# Municipal Bonds



## Ethan (Aug 8, 2010)

I'm looking to buy bonds to balance out my portfolio. What are your thoughts on municipal bonds?

Traditionally Canada's yield less than provi's, and provi's yield less than muni's, due to a perceived increase in the levels of risk. By searching google I cannot find an example of a Canadian municipal bond defaulting, or getting restructured. With the deficits being posted by the federal and provincial governments, they appear to be a larger risk to me than municipal governments, who seldom run large surpluses or deficits.

Municipal governments generally have more predictable revenue streams. Federal and provincial governments earn the majority of their revenue from income taxes, which can be volatile. Municipal governments earn the majority of their revenue from property taxes, which are a lot more stable. Municipalities can budget more accurately, they know roughly the assessed value of the properties, they choose the mill rate required to bring in their desired revenues. Federal and provincials need to set taxes based on anticipated incomes.

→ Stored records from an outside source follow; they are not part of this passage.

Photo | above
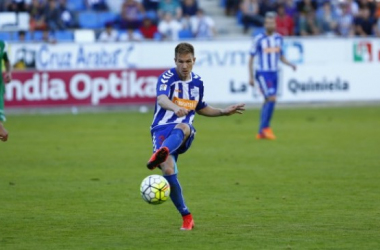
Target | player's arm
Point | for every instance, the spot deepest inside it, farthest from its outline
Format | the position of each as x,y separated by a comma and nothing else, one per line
8,68
286,62
230,110
250,70
166,103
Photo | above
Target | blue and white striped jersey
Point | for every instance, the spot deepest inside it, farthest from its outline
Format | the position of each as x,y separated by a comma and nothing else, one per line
186,94
268,50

Is the extra yield in municipal bonds justified? I would argue no (ie they are a better value), but am looking for your opinions before I pull the trigger on a trade.


----------



## OhGreatGuru (May 24, 2009)

I'm ambivalent. With a couple of exceptions nearly all municipalities in Canada are "creatures of the province" in law. They are created and regulated by provincial statute. It is unlikely a province would let one go bankrupt. And I think a lot of provinces set limits on how much debt a municipality can acquire. So, if you intend to hold your bond to maturity, it's probably pretty safe. If you think you might sell it before maturity, the market value could be adversely affected by public perception of the credit worthiness of the issuer, and the risk of this for a municipality is greater than for a province or the federal government.

On the other hand, issuing municipal bonds is usually a sign that a municipality is strapped for cash and living beyond its means. As a municipal taxpayer I don't like to encourage deficit financing by municipalities, and by buying their bonds you are enabling this.


----------



## andrewf (Mar 1, 2010)

I think part of the extra yield is also because they are less liquid, and thus have higher transaction costs. The extra yield is needed to pay for this. I think it's generally assumed that the provinces guarantee their municipalities' debt, although I'm not sure there is any formal guarantee (think Dubai World).

So, if you're willing to buy Ontario debt and hold to maturity, there's no reason not to buy, say, City of Toronto debt. The key is holding to maturity. If you might need to sell, I'd go with the more liquid instrument.


----------



## kcowan (Jul 1, 2010)

I am a big believer in munis. They form a part of my fixed income component. They now have to float investments in roads that the province used to fund. Similarly buildings like libraries.


----------



## Ethan (Aug 8, 2010)

Thanks for the advice everyone. I hadn't thought of less liquidity as one of the reasons for a higher yield. 

To answer your questions, I'm 25 years old, so I can hold them to maturity (and I plan to). I have stocks in my TFSA that can be liquidated in case of an emergency, so I shouldn't need to sell the bonds prior to them reaching maturity.


----------